[Seaside] #alwaysRedirect
Avi Bryant
avi at beta4.com
Thu Nov 6 07:44:37 CET 2003
One of the design decisions we made very early on when developing
Seaside was that by default, every request would be split into two
parts: a request would come in, Seaside would issue a redirect, the
browser would make a second request, and then Seaside would provide the
full response. In very early Seaside, these were known as "action" and
"view" requests, because all the processing happens in the first
request, and all the rendering happens in the second one.

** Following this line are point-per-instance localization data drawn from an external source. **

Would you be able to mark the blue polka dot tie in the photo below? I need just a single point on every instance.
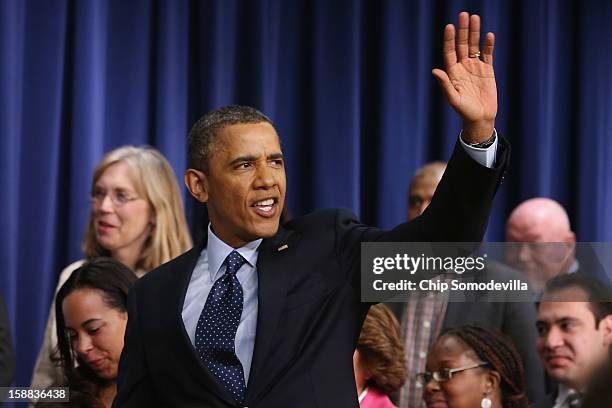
(216, 329)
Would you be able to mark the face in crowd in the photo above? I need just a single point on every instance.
(95, 330)
(122, 217)
(466, 387)
(543, 244)
(571, 343)
(244, 185)
(422, 188)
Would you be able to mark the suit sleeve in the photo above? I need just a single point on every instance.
(459, 211)
(134, 384)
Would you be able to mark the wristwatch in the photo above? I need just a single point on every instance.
(483, 145)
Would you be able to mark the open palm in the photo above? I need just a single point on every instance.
(469, 79)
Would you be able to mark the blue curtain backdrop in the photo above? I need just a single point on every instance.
(348, 84)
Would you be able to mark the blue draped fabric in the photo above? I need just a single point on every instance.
(348, 84)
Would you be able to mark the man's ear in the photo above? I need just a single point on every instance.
(492, 381)
(197, 184)
(605, 325)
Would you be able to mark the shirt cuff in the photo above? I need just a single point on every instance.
(485, 156)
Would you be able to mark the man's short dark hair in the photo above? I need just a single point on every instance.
(202, 135)
(598, 293)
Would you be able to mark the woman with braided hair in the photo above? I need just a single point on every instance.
(470, 367)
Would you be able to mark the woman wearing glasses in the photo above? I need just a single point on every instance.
(472, 367)
(136, 217)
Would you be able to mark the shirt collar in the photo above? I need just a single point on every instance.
(219, 250)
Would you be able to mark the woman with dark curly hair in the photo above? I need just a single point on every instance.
(379, 359)
(471, 367)
(91, 313)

I like to re-evaluate design decisions every once in a while, and I'm
wondering whether to stick with this one. The advantage is that a
browser reload is always a completely safe operation - it'll only
re-issue the "view" request, which means that there can't be any side
effects. It also means you're never reloading the result of a POST
request, so you never get that annoying "do you want to re-submit?"
dialog from the browser.
The major disadvantage is that on high latency connections, it can slow
down your application noticeably. It's especially bad when compounded
by using HTTP Basic Authentication (which seems to double the number of
requests in many browsers). The redirecting (which is optional,
through the #alwaysRedirect preference) also adds a certain amount of
complexity to the framework.
What I'm considering is this: by default, links
(#anchorWithAction:text:) will not perform this redirect. Forms will
continue to use POST by default, and so will insert a redirect. This
should significantly cut down on the number of roundtrips for an
average Seaside app. There will also be variants of the above:
#anchorWithSafeAction:text:, which will perform the redirect (if the
action is something that would be bad to repeat on a reload, like
adding an item to a shopping cart), and some way of designating a form
to use GET instead of POST, for really simple forms (like forms with
buttons but no inputs), which will not redirect.
Would this be a change for the better, or for the worse?